En el documento se habla a menudo del diaconado permanente como la forma de recuperar y expresar de nuevo en la Iglesia. Al respecto, es importante recordar lo que el propio documento destaca en la Conclusión: «El diaconado, por su manera de participar en la única misión de Cristo, realiza sacramentalmente esta misión al modo de un servicio auxiliar». Por su peculiaridad inconfundible, « mantiene precisamente en cuanto tal un vínculo constitutivo con el ministerio sacerdotal al que presta su ayuda (cf. Lumen Gentium 41). No es un servicio cualquiera el que se atribuye al diácono en la Iglesia: su servicio pertenece al sacramento del Orden en cuanto colaboración estrecha con el obispo y con los presbíteros, en la unidad de la misma actualización ministerial de la misión de Cristo». El Catecismo de la Iglesia Católica (nº 1554), cita San Ignacio de Antioquía: «Que todos reverencien a los diáconos como a Jesucristo, como también al obispo, que es imagen del Padre, y a los presbíteros como al senado de Dios y como a la asamblea de los apóstoles: sin ellos no se puede hablar de Iglesia».
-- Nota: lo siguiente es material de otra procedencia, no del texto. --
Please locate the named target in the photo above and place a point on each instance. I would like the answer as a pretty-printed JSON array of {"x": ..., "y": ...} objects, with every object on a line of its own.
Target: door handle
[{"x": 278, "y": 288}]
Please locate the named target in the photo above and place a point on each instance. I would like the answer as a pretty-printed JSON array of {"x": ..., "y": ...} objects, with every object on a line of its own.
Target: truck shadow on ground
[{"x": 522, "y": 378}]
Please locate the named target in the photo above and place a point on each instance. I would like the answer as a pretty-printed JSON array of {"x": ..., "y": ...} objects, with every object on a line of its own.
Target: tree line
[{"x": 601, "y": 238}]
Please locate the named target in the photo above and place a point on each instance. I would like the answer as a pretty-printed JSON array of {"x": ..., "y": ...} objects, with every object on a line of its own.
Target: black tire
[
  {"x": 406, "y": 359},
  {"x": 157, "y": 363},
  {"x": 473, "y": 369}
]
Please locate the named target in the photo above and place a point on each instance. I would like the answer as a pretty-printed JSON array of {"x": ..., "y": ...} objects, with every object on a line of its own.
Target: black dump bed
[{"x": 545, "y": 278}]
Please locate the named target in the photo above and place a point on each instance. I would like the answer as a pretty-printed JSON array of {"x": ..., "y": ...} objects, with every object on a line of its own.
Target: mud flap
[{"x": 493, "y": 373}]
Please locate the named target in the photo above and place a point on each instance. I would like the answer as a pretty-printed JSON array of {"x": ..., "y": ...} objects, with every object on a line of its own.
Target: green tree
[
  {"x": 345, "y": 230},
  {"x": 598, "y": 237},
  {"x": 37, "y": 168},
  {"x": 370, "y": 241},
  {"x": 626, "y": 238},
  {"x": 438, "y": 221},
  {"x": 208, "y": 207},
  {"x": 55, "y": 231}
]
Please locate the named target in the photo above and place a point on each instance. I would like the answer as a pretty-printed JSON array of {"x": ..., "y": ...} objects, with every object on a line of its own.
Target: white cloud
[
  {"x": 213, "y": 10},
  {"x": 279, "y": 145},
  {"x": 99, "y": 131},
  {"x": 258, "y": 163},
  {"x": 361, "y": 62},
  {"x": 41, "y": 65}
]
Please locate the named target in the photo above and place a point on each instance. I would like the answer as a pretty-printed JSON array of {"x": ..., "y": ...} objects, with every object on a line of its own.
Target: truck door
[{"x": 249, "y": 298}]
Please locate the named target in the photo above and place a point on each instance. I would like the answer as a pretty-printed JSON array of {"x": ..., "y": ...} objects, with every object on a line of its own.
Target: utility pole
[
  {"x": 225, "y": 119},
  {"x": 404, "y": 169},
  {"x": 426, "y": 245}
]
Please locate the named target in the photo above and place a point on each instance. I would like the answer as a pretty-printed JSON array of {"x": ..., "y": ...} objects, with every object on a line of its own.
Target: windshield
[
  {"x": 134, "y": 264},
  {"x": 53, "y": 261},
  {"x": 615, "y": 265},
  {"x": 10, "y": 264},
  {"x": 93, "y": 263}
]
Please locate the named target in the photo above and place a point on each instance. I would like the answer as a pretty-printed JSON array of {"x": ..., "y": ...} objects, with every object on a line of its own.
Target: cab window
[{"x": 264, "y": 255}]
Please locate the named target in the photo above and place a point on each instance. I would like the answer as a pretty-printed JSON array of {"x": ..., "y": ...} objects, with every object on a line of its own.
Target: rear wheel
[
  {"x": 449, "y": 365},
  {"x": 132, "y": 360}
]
En relación a las diaconisas, el documento realiza una breve alusión en la conclusión, dirigiendo al discernimiento del Magisterio un pronunciamiento sobre toda la cuestión: «En lo que respecta a la ordenación de mujeres para el diaconado, conviene notar que emergen dos indicaciones importantes de lo que ha sido expuesto hasta aquí: 1) las diaconisas de las que se hace mención en la Tradición de la Iglesia antigua —según lo que sugieren el rito de institución y las funciones ejercidas— no son pura y simplemente asimilables a los diáconos; 2) la unidad del sacramento del Orden, en la distinción clara entre los ministerios del obispo y de los presbíteros, por una parte, y el ministerio diaconal, por otra, está fuertemente subrayada por la Tradición eclesial, sobre todo en la doctrina del concilio Vaticano II y en la enseñanza posconciliar del Magisterio. A la luz de estos elementos puestos en evidencia por la investigación histórico-teológica presente, corresponderá al ministerio de discernimiento que el Señor ha establecido en su Iglesia pronunciarse con autoridad sobre la cuestión».

Y el documento concluye: « Más allá de todas las cuestiones que el diaconado plantea, es bueno recordar que, desde el concilio Vaticano II, la presencia activa de este ministerio en la vida de la Iglesia suscita, en memoria del ejemplo de Cristo, una conciencia más viva del valor del servicio para la vida cristiana».